Anole. Image: TaxiClear/Kickstarter

Then they also realised you can clear a whole animal with the agent, stain it pretty colours, and end up with something that looks pretty awesome. The point of the Kickstarter is to raise money to bulk-buy some of the chemicals they need, so they can prepare specimens for artistic purposes at low prices (as campaign awards, you can get small specimens like mice and anole lizards from donating $40 dollars and more).

Mouse. Image: TaxiClear/Kickstarter

Obviously, the key point of the clearing agent is that it makes the animal bodies transparent without breaking them down too much.
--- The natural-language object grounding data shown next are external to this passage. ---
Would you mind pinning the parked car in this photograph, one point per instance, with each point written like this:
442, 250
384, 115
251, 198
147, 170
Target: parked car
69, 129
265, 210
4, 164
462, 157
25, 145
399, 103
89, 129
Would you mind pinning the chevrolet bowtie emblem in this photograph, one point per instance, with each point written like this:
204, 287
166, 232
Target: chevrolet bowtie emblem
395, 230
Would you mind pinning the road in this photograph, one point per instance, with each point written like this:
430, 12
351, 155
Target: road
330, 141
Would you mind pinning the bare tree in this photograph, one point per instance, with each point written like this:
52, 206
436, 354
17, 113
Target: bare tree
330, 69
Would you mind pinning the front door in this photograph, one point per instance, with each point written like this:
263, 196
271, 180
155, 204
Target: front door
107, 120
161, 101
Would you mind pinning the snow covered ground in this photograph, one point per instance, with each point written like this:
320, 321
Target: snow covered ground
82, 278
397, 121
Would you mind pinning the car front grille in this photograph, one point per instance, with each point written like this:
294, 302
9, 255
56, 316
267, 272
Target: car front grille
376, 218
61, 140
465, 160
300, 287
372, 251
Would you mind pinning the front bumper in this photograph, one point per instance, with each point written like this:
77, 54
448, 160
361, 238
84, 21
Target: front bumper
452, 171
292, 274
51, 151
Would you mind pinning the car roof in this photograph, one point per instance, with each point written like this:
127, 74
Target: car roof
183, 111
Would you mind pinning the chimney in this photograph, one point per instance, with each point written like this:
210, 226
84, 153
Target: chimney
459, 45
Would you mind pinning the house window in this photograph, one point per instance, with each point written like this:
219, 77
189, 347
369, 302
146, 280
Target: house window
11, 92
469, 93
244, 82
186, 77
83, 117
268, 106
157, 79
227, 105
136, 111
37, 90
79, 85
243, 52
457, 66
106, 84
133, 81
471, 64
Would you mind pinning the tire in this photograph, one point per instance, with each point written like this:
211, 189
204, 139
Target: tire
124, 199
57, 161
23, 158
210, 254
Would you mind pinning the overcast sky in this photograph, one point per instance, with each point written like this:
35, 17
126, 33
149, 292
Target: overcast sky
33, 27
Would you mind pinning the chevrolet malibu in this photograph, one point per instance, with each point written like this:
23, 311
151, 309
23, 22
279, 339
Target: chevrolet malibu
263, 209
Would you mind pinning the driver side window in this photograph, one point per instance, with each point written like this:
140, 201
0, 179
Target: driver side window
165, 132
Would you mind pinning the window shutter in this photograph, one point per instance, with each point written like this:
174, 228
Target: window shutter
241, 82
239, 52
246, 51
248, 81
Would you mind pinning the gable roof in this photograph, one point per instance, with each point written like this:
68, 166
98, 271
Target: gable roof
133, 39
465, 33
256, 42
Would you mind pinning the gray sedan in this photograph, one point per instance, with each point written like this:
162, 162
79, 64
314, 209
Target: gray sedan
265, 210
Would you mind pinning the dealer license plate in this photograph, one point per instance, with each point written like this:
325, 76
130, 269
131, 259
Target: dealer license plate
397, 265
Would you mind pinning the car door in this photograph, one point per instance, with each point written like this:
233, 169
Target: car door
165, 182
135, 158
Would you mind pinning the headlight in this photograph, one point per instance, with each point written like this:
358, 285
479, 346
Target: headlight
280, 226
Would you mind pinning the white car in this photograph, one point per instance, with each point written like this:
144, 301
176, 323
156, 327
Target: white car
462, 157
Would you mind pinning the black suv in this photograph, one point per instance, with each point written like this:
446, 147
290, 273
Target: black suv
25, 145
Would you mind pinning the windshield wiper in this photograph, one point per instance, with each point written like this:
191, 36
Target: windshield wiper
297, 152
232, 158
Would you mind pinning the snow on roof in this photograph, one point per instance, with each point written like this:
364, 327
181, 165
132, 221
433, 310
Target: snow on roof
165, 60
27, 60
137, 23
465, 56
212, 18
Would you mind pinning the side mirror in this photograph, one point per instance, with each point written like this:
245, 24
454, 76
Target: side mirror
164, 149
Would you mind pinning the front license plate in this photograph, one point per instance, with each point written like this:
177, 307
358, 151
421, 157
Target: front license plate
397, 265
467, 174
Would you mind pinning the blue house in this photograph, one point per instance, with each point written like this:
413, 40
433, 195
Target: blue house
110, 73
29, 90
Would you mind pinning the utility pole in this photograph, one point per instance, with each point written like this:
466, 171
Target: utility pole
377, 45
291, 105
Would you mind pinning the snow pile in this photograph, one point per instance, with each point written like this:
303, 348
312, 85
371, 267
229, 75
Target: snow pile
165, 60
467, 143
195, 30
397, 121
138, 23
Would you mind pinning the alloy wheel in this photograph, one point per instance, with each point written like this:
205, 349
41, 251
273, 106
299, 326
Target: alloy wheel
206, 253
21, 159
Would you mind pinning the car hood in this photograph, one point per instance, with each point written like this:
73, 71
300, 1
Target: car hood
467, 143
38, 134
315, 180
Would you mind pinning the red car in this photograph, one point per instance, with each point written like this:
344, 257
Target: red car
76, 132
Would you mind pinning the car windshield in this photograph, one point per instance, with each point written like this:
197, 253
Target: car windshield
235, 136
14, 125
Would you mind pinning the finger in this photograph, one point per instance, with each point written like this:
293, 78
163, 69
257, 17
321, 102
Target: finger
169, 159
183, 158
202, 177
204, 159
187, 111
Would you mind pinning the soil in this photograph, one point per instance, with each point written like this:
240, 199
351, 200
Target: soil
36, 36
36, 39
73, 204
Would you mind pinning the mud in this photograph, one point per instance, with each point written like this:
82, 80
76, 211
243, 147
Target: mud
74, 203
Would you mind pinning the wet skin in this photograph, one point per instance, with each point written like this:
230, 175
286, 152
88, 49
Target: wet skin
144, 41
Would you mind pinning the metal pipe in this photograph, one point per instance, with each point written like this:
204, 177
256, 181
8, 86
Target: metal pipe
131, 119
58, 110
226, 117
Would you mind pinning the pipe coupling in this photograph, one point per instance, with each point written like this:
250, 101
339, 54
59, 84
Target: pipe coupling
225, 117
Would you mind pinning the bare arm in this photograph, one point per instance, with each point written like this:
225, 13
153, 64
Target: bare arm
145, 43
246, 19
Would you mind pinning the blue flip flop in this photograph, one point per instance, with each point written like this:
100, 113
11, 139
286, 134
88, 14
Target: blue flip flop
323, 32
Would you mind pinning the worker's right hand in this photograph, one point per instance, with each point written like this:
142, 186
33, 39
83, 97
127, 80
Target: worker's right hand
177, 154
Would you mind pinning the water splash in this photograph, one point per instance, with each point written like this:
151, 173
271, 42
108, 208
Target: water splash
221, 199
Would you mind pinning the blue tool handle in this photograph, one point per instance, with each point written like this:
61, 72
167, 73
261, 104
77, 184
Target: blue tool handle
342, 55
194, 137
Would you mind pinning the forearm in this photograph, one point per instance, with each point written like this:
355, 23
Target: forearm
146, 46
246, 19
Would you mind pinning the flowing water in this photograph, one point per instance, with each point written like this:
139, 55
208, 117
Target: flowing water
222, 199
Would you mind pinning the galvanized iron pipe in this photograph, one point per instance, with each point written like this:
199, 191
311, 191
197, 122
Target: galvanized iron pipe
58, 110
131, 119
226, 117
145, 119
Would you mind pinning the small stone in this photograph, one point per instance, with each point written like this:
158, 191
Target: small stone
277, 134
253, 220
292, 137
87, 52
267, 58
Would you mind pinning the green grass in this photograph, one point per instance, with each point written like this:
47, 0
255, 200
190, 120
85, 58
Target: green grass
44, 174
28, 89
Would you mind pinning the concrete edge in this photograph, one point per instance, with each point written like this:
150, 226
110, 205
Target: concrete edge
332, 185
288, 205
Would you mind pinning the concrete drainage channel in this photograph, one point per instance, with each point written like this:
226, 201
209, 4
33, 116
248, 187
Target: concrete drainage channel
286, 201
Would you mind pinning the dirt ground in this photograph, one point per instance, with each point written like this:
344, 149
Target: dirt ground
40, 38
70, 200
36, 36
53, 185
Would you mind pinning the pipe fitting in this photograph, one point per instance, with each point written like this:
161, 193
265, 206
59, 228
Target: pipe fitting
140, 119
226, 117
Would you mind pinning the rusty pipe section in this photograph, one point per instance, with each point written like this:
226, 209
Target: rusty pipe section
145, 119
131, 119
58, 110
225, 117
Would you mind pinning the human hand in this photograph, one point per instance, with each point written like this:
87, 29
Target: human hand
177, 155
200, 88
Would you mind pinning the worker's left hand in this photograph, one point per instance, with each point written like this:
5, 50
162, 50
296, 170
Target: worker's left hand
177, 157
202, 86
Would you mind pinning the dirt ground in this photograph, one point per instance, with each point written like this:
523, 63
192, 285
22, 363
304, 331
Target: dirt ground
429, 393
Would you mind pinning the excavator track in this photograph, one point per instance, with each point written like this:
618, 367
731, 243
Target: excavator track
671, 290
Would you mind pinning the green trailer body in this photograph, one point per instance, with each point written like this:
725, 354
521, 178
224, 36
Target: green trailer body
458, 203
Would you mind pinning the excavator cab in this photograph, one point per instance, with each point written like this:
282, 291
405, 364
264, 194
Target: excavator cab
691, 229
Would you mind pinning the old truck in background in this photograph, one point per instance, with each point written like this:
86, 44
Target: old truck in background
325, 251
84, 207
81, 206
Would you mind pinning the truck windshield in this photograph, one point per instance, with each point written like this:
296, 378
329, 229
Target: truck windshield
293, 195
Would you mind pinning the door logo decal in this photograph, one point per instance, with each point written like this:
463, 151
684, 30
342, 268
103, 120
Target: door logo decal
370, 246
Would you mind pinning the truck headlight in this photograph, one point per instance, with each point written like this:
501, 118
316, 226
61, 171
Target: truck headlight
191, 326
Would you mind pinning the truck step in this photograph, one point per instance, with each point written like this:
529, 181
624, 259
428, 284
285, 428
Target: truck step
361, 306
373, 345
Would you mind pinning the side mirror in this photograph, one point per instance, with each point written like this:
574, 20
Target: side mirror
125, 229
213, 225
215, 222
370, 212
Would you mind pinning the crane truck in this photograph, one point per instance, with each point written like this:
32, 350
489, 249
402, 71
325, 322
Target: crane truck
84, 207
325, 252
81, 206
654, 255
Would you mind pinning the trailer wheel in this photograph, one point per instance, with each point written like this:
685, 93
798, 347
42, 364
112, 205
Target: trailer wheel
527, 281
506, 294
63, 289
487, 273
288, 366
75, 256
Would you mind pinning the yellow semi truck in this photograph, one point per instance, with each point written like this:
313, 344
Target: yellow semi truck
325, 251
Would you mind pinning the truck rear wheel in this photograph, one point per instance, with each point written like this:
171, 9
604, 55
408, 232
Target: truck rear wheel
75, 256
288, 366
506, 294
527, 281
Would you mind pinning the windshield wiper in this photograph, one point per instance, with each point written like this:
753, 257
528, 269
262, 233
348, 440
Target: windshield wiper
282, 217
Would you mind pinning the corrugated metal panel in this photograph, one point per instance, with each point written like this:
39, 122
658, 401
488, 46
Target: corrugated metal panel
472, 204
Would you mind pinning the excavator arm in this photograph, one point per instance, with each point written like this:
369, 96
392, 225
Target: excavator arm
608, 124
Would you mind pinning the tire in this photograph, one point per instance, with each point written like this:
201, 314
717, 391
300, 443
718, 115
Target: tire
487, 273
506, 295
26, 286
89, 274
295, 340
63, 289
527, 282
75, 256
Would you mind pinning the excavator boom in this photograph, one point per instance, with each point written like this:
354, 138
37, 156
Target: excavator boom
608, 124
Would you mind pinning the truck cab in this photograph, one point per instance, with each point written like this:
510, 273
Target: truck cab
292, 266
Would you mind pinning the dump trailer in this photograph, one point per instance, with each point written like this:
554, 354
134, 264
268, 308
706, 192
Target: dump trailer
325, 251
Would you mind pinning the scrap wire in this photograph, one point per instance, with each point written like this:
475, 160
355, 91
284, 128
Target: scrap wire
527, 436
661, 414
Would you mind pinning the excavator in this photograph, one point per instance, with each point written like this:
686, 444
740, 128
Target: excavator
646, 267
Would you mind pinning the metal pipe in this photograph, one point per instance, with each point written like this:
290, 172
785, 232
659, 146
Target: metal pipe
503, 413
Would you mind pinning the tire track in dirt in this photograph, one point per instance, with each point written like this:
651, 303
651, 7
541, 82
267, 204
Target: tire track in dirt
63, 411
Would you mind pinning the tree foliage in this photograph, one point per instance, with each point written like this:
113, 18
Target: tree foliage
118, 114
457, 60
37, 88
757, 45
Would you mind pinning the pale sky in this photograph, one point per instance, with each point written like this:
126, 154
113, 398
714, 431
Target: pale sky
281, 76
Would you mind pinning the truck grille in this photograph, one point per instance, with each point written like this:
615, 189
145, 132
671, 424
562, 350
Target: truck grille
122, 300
The creators explain that that’s down to its “intrinsic optical properties.” Basically, what you see is all about how light passes through the specimen. Cell walls and cell membranes have a pretty high “refractive index”—a measure of how much they bend light—but the cytoplasm (inside the cell membrane) has a lower index. Its the difference in these qualities that causes light to refract.

Because Visikol has a high refractive index, it essentially smooths out this effect by increasing the refractive index of the cytoplasm, hence the transparency.

Besides the fact that see-through dead stuff is just mesmerizing, this also has some pretty hefty scientific applications: understanding anatomy, cancer research, neuroscience, and so on. They’ve even used it to turn a whole mouse brain into clear goo.

And yeah, according to an interview with project leader Michael Johnson at io9, they’re already working on a human brain.